Frequent AML breaches identified by the FCA included:
- Inadequate customer due diligence (CDD) procedures
- Inadequate enhanced due diligence (EDD), specifically in relation to Politically Exposed Persons (PEPs)
- Inadequate client risk assessments
- Inadequate firm-wide risk assessments
- Inadequate training of staff responsible for AML supervision
- Inadequate documentation of risk-assessments and measures taken to monitor risk
From April 2022, the FCA extended its REP-CRIM strategy (the annual financial crime data return) to approximately 4,500 additional firms, including cryptoasset businesses. The move enabled the FCA to keep closer track of financial crime risk.
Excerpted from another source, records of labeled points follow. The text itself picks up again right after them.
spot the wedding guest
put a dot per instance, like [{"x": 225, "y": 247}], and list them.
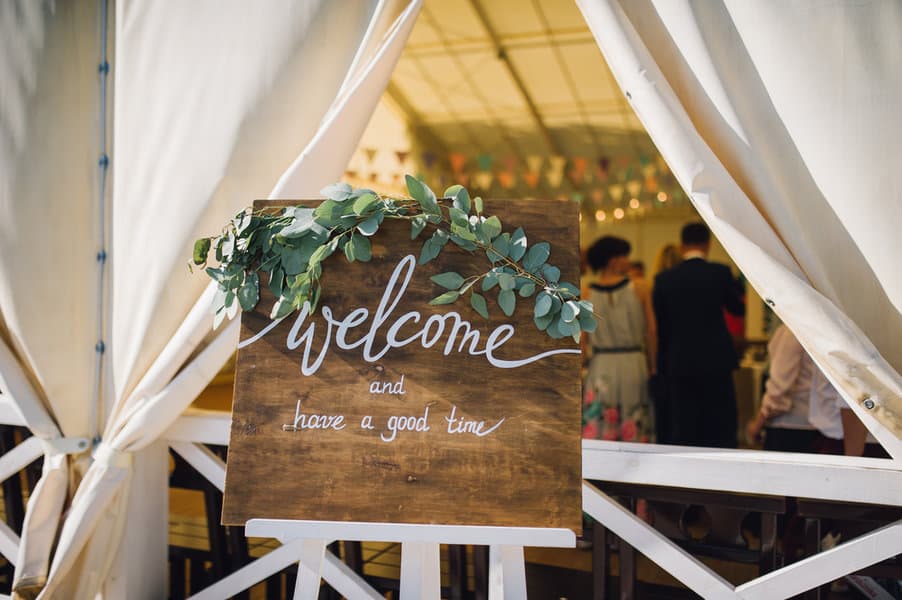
[
  {"x": 616, "y": 401},
  {"x": 793, "y": 379},
  {"x": 697, "y": 357}
]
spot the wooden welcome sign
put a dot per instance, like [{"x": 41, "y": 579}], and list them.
[{"x": 434, "y": 415}]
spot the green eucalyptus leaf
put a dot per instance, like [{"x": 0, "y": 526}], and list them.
[
  {"x": 370, "y": 226},
  {"x": 201, "y": 249},
  {"x": 507, "y": 300},
  {"x": 568, "y": 290},
  {"x": 321, "y": 254},
  {"x": 293, "y": 261},
  {"x": 518, "y": 244},
  {"x": 460, "y": 197},
  {"x": 463, "y": 243},
  {"x": 543, "y": 304},
  {"x": 328, "y": 213},
  {"x": 417, "y": 224},
  {"x": 249, "y": 292},
  {"x": 542, "y": 322},
  {"x": 551, "y": 273},
  {"x": 500, "y": 248},
  {"x": 492, "y": 227},
  {"x": 569, "y": 311},
  {"x": 364, "y": 203},
  {"x": 337, "y": 191},
  {"x": 314, "y": 297},
  {"x": 587, "y": 320},
  {"x": 420, "y": 192},
  {"x": 446, "y": 298},
  {"x": 463, "y": 232},
  {"x": 477, "y": 301},
  {"x": 536, "y": 256},
  {"x": 459, "y": 217},
  {"x": 302, "y": 223},
  {"x": 449, "y": 280}
]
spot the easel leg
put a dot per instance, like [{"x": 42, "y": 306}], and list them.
[
  {"x": 507, "y": 573},
  {"x": 310, "y": 570},
  {"x": 420, "y": 575}
]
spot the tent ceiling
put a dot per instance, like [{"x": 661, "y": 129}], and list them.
[
  {"x": 452, "y": 80},
  {"x": 515, "y": 89}
]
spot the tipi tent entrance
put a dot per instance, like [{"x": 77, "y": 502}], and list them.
[{"x": 714, "y": 84}]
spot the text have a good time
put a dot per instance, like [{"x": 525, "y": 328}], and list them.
[{"x": 395, "y": 424}]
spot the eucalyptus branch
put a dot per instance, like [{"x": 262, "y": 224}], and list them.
[{"x": 291, "y": 245}]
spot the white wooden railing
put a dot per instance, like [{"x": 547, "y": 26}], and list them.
[{"x": 850, "y": 479}]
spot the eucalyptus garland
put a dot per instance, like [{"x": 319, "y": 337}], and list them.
[{"x": 290, "y": 246}]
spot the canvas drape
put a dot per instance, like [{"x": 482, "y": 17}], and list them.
[
  {"x": 213, "y": 102},
  {"x": 780, "y": 120}
]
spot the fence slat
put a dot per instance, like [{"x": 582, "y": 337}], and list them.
[{"x": 644, "y": 538}]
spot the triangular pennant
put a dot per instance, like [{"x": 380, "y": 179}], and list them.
[
  {"x": 634, "y": 186},
  {"x": 554, "y": 177},
  {"x": 458, "y": 161},
  {"x": 557, "y": 164},
  {"x": 483, "y": 179},
  {"x": 428, "y": 157},
  {"x": 506, "y": 179}
]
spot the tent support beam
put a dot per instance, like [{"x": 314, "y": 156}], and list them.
[{"x": 501, "y": 53}]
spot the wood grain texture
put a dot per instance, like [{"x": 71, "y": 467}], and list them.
[{"x": 525, "y": 473}]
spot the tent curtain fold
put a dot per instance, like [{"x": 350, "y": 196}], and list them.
[
  {"x": 191, "y": 147},
  {"x": 738, "y": 129}
]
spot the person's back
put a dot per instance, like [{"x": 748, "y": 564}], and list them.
[
  {"x": 689, "y": 301},
  {"x": 695, "y": 351}
]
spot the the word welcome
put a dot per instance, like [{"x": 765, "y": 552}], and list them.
[{"x": 376, "y": 342}]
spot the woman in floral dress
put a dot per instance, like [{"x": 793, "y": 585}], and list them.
[{"x": 616, "y": 403}]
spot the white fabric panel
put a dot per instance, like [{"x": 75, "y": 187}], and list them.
[
  {"x": 48, "y": 222},
  {"x": 48, "y": 232},
  {"x": 226, "y": 118},
  {"x": 324, "y": 159},
  {"x": 759, "y": 123}
]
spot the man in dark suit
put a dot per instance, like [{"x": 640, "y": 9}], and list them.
[{"x": 696, "y": 357}]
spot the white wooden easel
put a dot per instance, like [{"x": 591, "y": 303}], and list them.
[{"x": 420, "y": 576}]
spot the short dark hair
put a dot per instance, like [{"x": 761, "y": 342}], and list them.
[
  {"x": 604, "y": 249},
  {"x": 695, "y": 234}
]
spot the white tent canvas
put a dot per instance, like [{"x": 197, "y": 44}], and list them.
[{"x": 779, "y": 120}]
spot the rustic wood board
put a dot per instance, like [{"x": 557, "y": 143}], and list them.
[{"x": 526, "y": 472}]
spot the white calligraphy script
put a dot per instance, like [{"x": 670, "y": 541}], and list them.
[{"x": 460, "y": 334}]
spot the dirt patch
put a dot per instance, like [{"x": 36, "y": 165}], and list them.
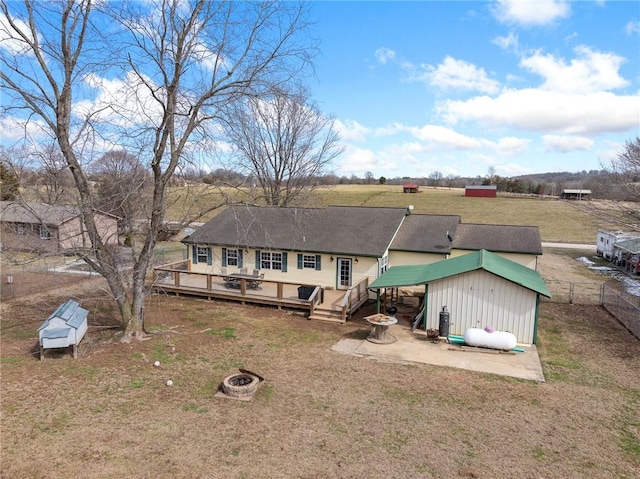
[{"x": 318, "y": 413}]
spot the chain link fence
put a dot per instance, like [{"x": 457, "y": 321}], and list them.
[
  {"x": 570, "y": 292},
  {"x": 625, "y": 307}
]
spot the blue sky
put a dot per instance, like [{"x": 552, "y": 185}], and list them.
[
  {"x": 461, "y": 87},
  {"x": 457, "y": 87}
]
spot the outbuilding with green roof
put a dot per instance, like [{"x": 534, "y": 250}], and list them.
[{"x": 478, "y": 289}]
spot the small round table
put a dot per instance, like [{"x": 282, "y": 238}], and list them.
[{"x": 380, "y": 333}]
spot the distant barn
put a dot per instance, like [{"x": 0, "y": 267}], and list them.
[
  {"x": 481, "y": 191},
  {"x": 410, "y": 188},
  {"x": 575, "y": 194}
]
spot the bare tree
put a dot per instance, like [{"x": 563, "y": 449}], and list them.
[
  {"x": 182, "y": 62},
  {"x": 53, "y": 182},
  {"x": 123, "y": 189},
  {"x": 9, "y": 181},
  {"x": 283, "y": 142}
]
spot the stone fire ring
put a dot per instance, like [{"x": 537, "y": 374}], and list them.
[{"x": 242, "y": 385}]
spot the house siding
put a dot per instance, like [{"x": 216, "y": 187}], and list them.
[
  {"x": 400, "y": 258},
  {"x": 326, "y": 276},
  {"x": 479, "y": 299}
]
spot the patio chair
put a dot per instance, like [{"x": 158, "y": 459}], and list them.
[
  {"x": 225, "y": 278},
  {"x": 255, "y": 283}
]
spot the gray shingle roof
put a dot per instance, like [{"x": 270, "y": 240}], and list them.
[
  {"x": 335, "y": 229},
  {"x": 498, "y": 238},
  {"x": 426, "y": 233}
]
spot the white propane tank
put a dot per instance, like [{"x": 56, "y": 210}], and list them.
[{"x": 490, "y": 338}]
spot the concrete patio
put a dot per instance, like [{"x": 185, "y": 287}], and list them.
[{"x": 415, "y": 347}]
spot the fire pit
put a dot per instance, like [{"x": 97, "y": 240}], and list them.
[{"x": 242, "y": 385}]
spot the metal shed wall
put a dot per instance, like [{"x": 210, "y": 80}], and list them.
[{"x": 478, "y": 299}]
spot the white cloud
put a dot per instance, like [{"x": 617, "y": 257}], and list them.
[
  {"x": 565, "y": 144},
  {"x": 384, "y": 54},
  {"x": 547, "y": 111},
  {"x": 351, "y": 130},
  {"x": 510, "y": 42},
  {"x": 444, "y": 137},
  {"x": 511, "y": 145},
  {"x": 13, "y": 129},
  {"x": 632, "y": 27},
  {"x": 531, "y": 12},
  {"x": 120, "y": 101},
  {"x": 453, "y": 74},
  {"x": 9, "y": 41},
  {"x": 357, "y": 160},
  {"x": 591, "y": 71}
]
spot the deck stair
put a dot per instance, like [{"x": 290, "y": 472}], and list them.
[{"x": 327, "y": 313}]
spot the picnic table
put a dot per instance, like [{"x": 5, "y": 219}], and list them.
[{"x": 235, "y": 279}]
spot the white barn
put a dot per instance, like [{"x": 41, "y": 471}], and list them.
[{"x": 478, "y": 289}]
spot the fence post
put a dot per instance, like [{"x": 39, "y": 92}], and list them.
[{"x": 571, "y": 291}]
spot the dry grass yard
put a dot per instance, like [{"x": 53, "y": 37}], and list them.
[{"x": 319, "y": 414}]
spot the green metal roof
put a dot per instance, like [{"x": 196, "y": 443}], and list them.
[{"x": 412, "y": 275}]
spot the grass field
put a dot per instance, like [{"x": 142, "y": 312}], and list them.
[
  {"x": 559, "y": 221},
  {"x": 320, "y": 414}
]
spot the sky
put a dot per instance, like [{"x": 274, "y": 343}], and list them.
[{"x": 464, "y": 88}]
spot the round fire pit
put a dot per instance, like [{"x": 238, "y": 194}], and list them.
[{"x": 240, "y": 385}]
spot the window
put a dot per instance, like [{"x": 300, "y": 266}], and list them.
[
  {"x": 233, "y": 257},
  {"x": 44, "y": 232},
  {"x": 270, "y": 260},
  {"x": 202, "y": 254},
  {"x": 309, "y": 261},
  {"x": 384, "y": 264}
]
It also introduced financial crime systems and controls in relation to specific risks over multiple firms at the same time. These enabled the FCA to monitor large amounts of data to identify, “hotspots, outliers, and emerging themes that drive supervisory attention to where risks are most likely to occur,” the report said.
The FCA has also engaged with firms on specific issues or risk identified by assessing firm-related data and intelligence.
From January 2020, the FCA became the AML supervisor for cryptoasset businesses. The report said at the registration ‘gateway’ for crypto businesses the FCA identified significant weaknesses in firms’ controls, resulting in almost 90% of firms withdrawing their applications or being rejected or refused by the FCA.
From February 2022, the FCA diverted resources to mitigate the risks arising from the Russian invasion of Ukraine. The FCA sent direct communications to over 10,000 regulated firms that were considered higher risk from a sanctions evasion viewpoint. All firms were instructed to report to the FCA any notifications made to the Office of Financial Sanctions Implementation (OFSI) regarding asset freezes, designated persons, and suspected breaches.
The FCA has also conducted work on developing supervisory processes to assess firms’ systems and controls around sanctions, as well as rolling out an automated sanctions screening testing tool to assess the adequacy of firms’ screening capabilities.
During the 2020-21 and 2021-22 reporting periods, the FCA carried out nearly 300 desk-based reviews (DBRs) of firms but did not conduct any onsite visits mainly due to Covid-19.
As part of the FCA’s data-led proactive AML supervision programme, it wrote to 643 firms regarding “significant turnover” in the firms’ Money Laundering Reporting Officer (MLRO) function over the last three years.
The FCA reported that of the firms subject to a DBR in 2020-21, 28% were compliant, 65% generally compliant, and 7% non-compliant.